Let's say I have an adjacency list with bundled properties. My vertices are of type VertexType and edges are of type EdgeType. Here, VertexType resembles a person for a simple example. VertexType::pred is the predecessor when used with Dijkstra's algorithm.
struct VertexType
{
std::string name;
int age;
int pred;
};
struct EdgeType
{
double weight;
};
Below is a simple example.
void edgeWeightProblem()
{
// Graph and vertex descriptor typedefs.
typedef boost::adjacency_list<boost::vecS, boost::vecS,
boost::directedS,
VertexType,
EdgeType
> GraphType;
typedef boost::graph_traits<GraphType>::vertex_descriptor VertexDescriptor;
// Create graph and vertices vector.
GraphType G;
std::vector<VertexDescriptor> graphVertices;
// Add vertices.
graphVertices.push_back(add_vertex({"Tom", 23}, G));
graphVertices.push_back(add_vertex({"Frank", 25}, G));
graphVertices.push_back(add_vertex({"John", 42}, G));
graphVertices.push_back(add_vertex({"Emily", 22}, G));
// Add edges.
add_edge(graphVertices[0], graphVertices[1], {.2564}, G);
add_edge(graphVertices[0], graphVertices[2], {.3572}, G);
add_edge(graphVertices[1], graphVertices[3], {.1246}, G);
add_edge(graphVertices[2], graphVertices[3], {.5361}, G);
// Dijkstra shortest path.
dijkstra_shortest_paths(G, graphVertices.front(),
predecessor_map(boost::get(&VertexType::pred, G))
.distance_map(boost::get(&VertexType::pred, G))
.weight_map(boost::get(&EdgeType::weight, G)));
// Debug pred.
std::vector<VertexType> vec;
for (const VertexDescriptor& vd : graphVertices)
{
vec.push_back(G[vd]);
}
// Extract the shortest path.
std::vector<VertexDescriptor> shortestPath;
VertexDescriptor currentVertex = graphVertices.back();
while (currentVertex != graphVertices.front())
{
shortestPath.push_back(currentVertex);
currentVertex = G[currentVertex].pred;
}
shortestPath.push_back(currentVertex);
std::reverse(shortestPath.begin(), shortestPath.end());
// Display graph.
std::cout << "\nGraph Display: \n";
boost::print_graph(G);
std::cout << "\n";
// Print the shortest path.
std::cout << "Shortest Path: \n";
for (const auto& node : shortestPath)
{
std::cout << node << " -> ";
}
std::cout << "\n";
}
As expected, I get the following output:
Graph Display:
0 --> 1 2
1 --> 3
2 --> 3
3 -->
Shortest Path:
0 -> 2 -> 3 ->
But, if I remove the decimal of the edge weights, (ex: .2564 -> 2564), I will not be able to find the shortest path since the predecessor of each vertex will be itself. This also result in an infinite loop as a side affect for this example.

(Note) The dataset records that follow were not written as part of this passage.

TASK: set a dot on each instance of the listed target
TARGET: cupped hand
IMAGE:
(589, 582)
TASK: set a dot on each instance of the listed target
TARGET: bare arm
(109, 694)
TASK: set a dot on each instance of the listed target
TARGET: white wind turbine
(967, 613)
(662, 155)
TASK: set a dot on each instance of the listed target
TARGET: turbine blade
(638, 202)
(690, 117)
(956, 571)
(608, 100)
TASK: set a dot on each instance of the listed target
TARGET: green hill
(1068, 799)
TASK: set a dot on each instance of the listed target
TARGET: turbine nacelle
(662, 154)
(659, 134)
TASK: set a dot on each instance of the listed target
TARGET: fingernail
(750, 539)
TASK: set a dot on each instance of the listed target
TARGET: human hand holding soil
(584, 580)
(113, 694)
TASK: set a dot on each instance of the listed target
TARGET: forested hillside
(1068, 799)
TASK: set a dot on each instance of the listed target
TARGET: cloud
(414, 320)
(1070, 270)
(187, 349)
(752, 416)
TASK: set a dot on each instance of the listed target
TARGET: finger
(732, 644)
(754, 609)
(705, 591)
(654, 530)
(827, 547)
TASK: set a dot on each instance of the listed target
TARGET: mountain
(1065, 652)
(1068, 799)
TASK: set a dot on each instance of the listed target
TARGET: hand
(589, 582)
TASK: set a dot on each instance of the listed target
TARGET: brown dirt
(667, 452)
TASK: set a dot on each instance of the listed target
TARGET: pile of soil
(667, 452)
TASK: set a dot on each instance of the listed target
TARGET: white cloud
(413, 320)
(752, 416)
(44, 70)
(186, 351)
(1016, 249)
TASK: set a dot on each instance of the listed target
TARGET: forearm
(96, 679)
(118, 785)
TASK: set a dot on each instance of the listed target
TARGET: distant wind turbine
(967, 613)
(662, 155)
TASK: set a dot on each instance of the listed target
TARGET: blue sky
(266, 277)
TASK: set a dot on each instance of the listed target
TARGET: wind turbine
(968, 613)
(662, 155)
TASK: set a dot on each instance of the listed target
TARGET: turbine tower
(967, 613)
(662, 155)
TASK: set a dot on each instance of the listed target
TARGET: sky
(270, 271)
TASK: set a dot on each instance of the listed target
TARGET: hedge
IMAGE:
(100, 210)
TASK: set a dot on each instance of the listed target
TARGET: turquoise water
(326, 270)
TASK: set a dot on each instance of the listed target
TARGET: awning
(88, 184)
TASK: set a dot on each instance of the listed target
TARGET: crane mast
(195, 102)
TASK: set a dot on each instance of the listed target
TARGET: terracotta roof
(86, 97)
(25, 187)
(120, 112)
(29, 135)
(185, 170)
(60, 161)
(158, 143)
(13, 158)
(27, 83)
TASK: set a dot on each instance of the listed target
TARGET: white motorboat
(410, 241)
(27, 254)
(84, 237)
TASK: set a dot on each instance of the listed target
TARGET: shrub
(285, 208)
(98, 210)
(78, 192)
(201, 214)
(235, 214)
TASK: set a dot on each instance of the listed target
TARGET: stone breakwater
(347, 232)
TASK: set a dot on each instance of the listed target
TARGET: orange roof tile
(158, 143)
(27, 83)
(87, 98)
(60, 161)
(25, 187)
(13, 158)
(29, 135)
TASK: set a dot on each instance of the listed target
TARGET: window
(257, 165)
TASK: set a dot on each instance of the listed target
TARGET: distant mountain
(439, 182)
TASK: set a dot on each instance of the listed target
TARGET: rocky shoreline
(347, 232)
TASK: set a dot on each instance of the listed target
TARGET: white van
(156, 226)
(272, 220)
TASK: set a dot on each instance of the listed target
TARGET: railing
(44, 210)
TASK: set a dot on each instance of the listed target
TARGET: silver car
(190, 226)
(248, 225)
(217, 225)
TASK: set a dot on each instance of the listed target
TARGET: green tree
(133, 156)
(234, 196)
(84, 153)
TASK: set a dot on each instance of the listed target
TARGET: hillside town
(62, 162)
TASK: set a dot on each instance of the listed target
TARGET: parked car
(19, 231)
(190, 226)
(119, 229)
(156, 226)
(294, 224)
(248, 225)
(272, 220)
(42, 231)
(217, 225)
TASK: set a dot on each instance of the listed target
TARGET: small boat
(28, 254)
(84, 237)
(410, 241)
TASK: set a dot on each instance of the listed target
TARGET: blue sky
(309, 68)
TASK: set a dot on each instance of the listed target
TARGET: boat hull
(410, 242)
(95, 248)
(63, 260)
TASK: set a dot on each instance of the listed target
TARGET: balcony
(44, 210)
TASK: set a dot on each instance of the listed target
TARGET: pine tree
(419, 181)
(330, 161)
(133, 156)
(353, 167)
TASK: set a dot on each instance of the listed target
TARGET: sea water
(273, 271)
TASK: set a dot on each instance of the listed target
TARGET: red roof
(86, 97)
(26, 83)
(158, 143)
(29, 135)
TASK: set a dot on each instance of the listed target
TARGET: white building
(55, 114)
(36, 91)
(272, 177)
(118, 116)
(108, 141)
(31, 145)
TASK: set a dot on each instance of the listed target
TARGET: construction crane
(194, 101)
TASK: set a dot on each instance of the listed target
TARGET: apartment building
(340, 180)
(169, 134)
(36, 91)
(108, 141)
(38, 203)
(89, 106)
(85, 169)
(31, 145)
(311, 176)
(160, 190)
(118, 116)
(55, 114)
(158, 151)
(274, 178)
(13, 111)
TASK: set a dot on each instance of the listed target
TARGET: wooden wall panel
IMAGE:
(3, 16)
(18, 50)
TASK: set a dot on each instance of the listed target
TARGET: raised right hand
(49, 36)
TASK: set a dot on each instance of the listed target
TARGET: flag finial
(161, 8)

You can see this by placing a breakpoint after the "Debug pred" section and inspecting "vec". What is going on here? I assume this is a misunderstanding of Boost as I am quite new to it.
I have tried to play around with the weights, but it seems once the weights are larger, this issue happens. These weights are not so large that overflow should be a consideration, so I am quite confused as to what is happening.
CodePudding user response:
You're passing pred as both the predecessor map and the distance map. One will overwrite the other at unspecified points during algorithm execution. The result is unspecified at best, undefined if you're lucky.
Fixed that and simplified some of the code, now the result is the same for both weight inputs:
#include <boost/graph/adjacency_list.hpp>
#include <boost/graph/dag_shortest_paths.hpp>
#include <boost/graph/graph_utility.hpp>
#include <iomanip>
#include <iostream>
struct VertexType {
std::string name;
int age;
size_t pred;
friend std::ostream& operator<<(std::ostream& os, VertexType const& vt) {
return os << "{" << std::quoted(vt.name) << ", " << vt.age << ", pred:" << vt.pred << "}";
}
};
struct EdgeType {
double weight;
};
int main() {
// Graph and vertex descriptor typedefs.
using Graph = boost::adjacency_list<boost::vecS, boost::vecS, boost::directedS, VertexType, EdgeType>;
using V = Graph::vertex_descriptor;
// Create graph and vertices vector.
Graph g;
// Add vertices.
V v0 = add_vertex({"Tom", 23, 0}, g);
V v1 = add_vertex({"Frank", 25, 0}, g);
V v2 = add_vertex({"John", 42, 0}, g);
V v3 = add_vertex({"Emily", 22, 0}, g);
// Add edges.
add_edge(v0, v1, {2564}, g);
add_edge(v0, v2, {3572}, g);
add_edge(v1, v3, {1246}, g);
add_edge(v2, v3, {5361}, g);
auto bundle = get(boost::vertex_bundle, g);
auto pred = get(&VertexType::pred, g);
auto weight = get(&EdgeType::weight, g);
auto distances = std::vector<double>(num_vertices(g));
// Dijkstra shortest path.
auto src = v0;
dijkstra_shortest_paths(g, src,
predecessor_map(pred)
.distance_map(distances.data())
.weight_map(weight));
#if 0
// Debug pred.
std::vector<VertexType> vertex_properties;
for (auto vd : boost::make_iterator_range(vertices(g))) {
vertex_properties.push_back(g[vd]);
}
#endif
// Extract the shortest path.
std::deque<V> path;
for (V cur = num_vertices(g) - 1;; cur = pred[cur]) {
path.push_front(cur);
if (cur == src || cur == pred[cur])
break;
}
// Display graph.
print_graph(g, bundle, std::cout << "Graph Display: \n");
// Print the shortest path.
std::cout << "\nShortest Path: ";
for (const auto& vd : path) std::cout << (vd == src ? "" : " -> ") << vd;
std::cout << "\nWhich is: ";
for (const auto& vd : path) std::cout << (vd == src ? "" : " -> ") << g[vd];
std::cout << "\n";
}
Prints
Graph Display:
{"Tom", 23, pred:0} --> {"Frank", 25, pred:0} {"John", 42, pred:0}
{"Frank", 25, pred:0} --> {"Emily", 22, pred:1}
{"John", 42, pred:0} --> {"Emily", 22, pred:1}
{"Emily", 22, pred:1} -->
Shortest Path: 0 -> 1 -> 3
Which is: {"Tom", 23, pred:0} -> {"Frank", 25, pred:0} -> {"Emily", 22, pred:1}